Where is the vision held by the Government, and what the industry expects of the budget. Firstly industry expects a role in funding the infrastructure. Can't apply business principles to healthcare, so it is inevitable that the Government sector will be involved and take some leadership. At present, the Government vision is a shifting sandhill. We need to consolidate what has been achieved. There is no sense that the various layers of government and states have a process for agreeing on a way forward. There is a lot of disconnected activity, both within organisations and between them.

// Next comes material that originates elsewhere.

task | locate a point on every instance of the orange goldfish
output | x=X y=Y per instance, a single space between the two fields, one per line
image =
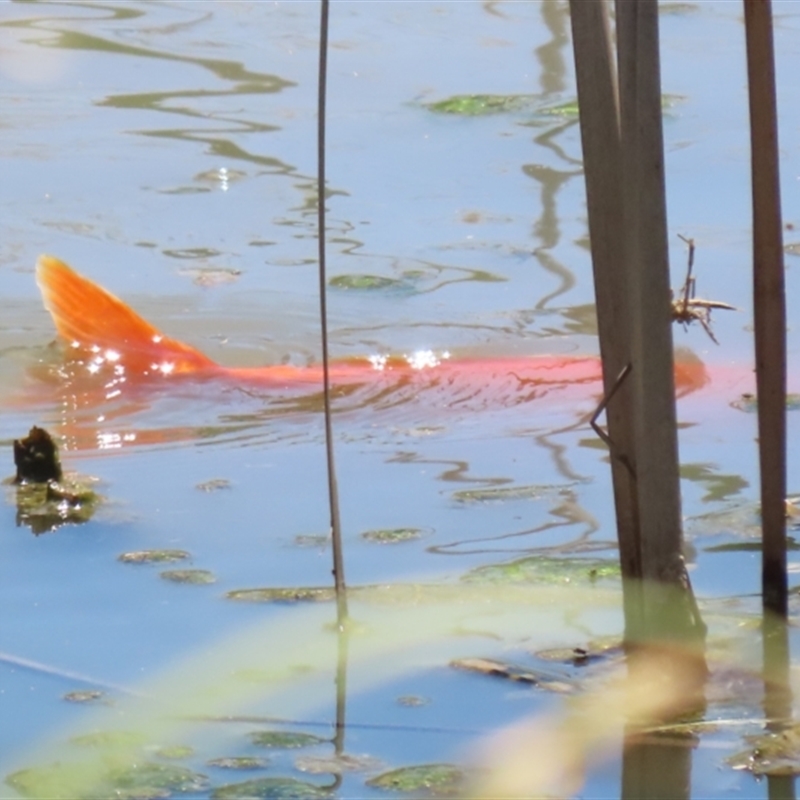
x=105 y=334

We need a better understanding in the states of the rest of the system outside their hospitals and community health centers. (Teng Liaw/Health Grain)

The vision for e-health is artificial. Technology is well entrenched in health. Everyone has a different vision for e-health. A vision is immaterial as 'e' is already in health. We need to push the debate now to what is the benefit of each component e.g. EHR, connectivity. (Geoff Tobias)

We need to think about what consumers need, rather than what doctors need. This shift has not struck home.

GPs want discharge summaries - what is the problem? (Julia Nesbitt)

It is difficult to manage change when you don't know what change is required. It is difficult to share an electronic record when you keep your own records on paper. There are a lot of systems and trials working; what we need to do is to define which bits we need to take forward.